French Boutik

But the Franco­American quartet with three critically acclaimed and sold out EPs and now a new album

Front Pop, the highly anticipated debut album from Paris based French Boutik, is a revolutionary reference not only to the band’s assertive “pop moderniste” style but to the Front Populaire movement of the 1930s where the French workers successfully fought for basic rights, which are currently under attack by the government and being heavily resisted by the populace.

But the Franco­American quartet hopes that, after 3 critically acclaimed and sold out EPs on Copase Disques, and as assembled recently on CD compilations in the UK and Japan (“The Essential French Boutik” ­ Detour Records UK & Majestic Sound Recordings Japan), their debut album will be not be met with similar resistance!

The group did succumb to popular demand by finally recording a long player earlier on the year after a successful crowd funding.
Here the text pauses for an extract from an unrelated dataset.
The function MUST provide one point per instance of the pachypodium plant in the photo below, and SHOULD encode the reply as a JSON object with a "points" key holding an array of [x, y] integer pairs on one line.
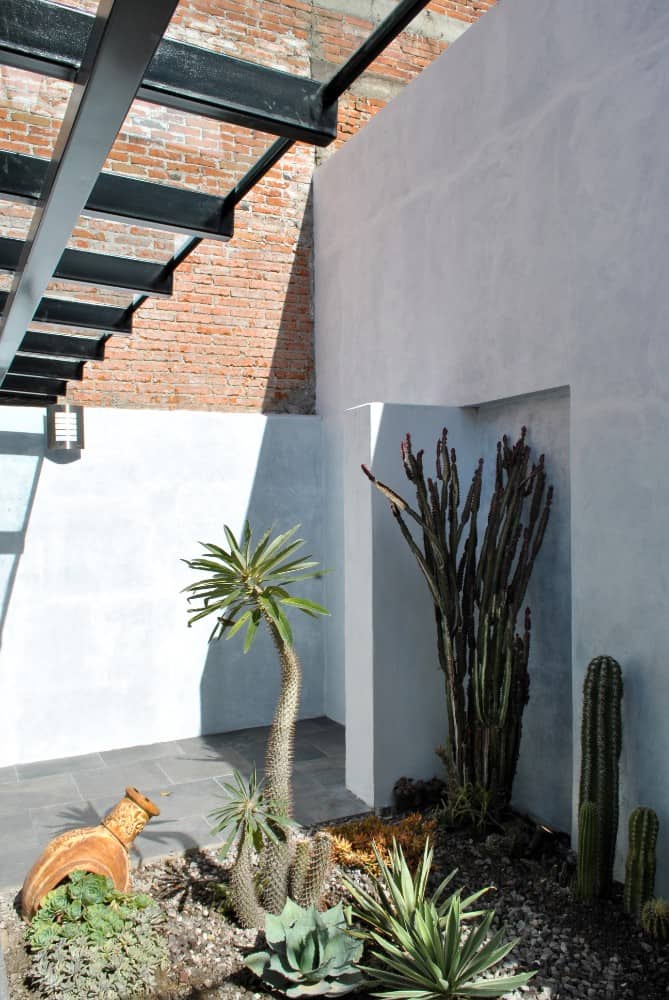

After a few months of intense composing, the Boutik recorded in an intense week at Yeah!Yeah!Yeah! Studios Hamburg and is proud to present 10 single­worthy brand new compositions including crowd funding singles Le Mac and Hitch a Ride as well as one cover song, Je Ne Suis Là by Françoise Hardy, which is reworked in surprising but fitting Ennio Morricone style.

And the rest of the 11 song album? Well as usual it is difficult to describe: As Shindig Magazine puts it: “They call it PopModerniste. I call it bloody marvelous.”

What exactly is Pop Moderniste? A unique combination of influences ranging from 60s standards like Dutronc and the Kinks, to early punk and powerpop from XTC and the Jam, but with all the French Boutik trademarks : Unusual but catchy melodies, sharp French and English lyrics, strong harmonies, chiming and slightly psychedelic guitar and assertive bass and drums, all underscored with smooth Wurlitzer and Hammond organ sounds courtesy of guest Popincourt.

The new songs tackle diverse subjects including dodgy French politicians (Le Mac), depressing hospital stays (The Rent), businessmen fighting on train platforms (Costume Italien), ultra un­romantic online dating (Sur Mon Ecran), the ripped shirt of Air France’s layoff happy HR manager (La Chemise Déchirée), a failed factory break­in (Le Casse), bogus media “experts” (L’Expert), the beautiful vs not so beautiful people (Les Beaux et les Laids), an anthem to the
universal online past­times of debating politics and watching cat videos (Je Regarde Les Tigres), and even manage to work in a nice love song in English (Hitch a Ride).

Appropriately, England will be their first stop after the album’s release at the Paris Modernist Weekender, with the UK launch party planned for November 3rd with Lack of Afro at the 100 Club in London.

Resistance to the international pop revolution is futile!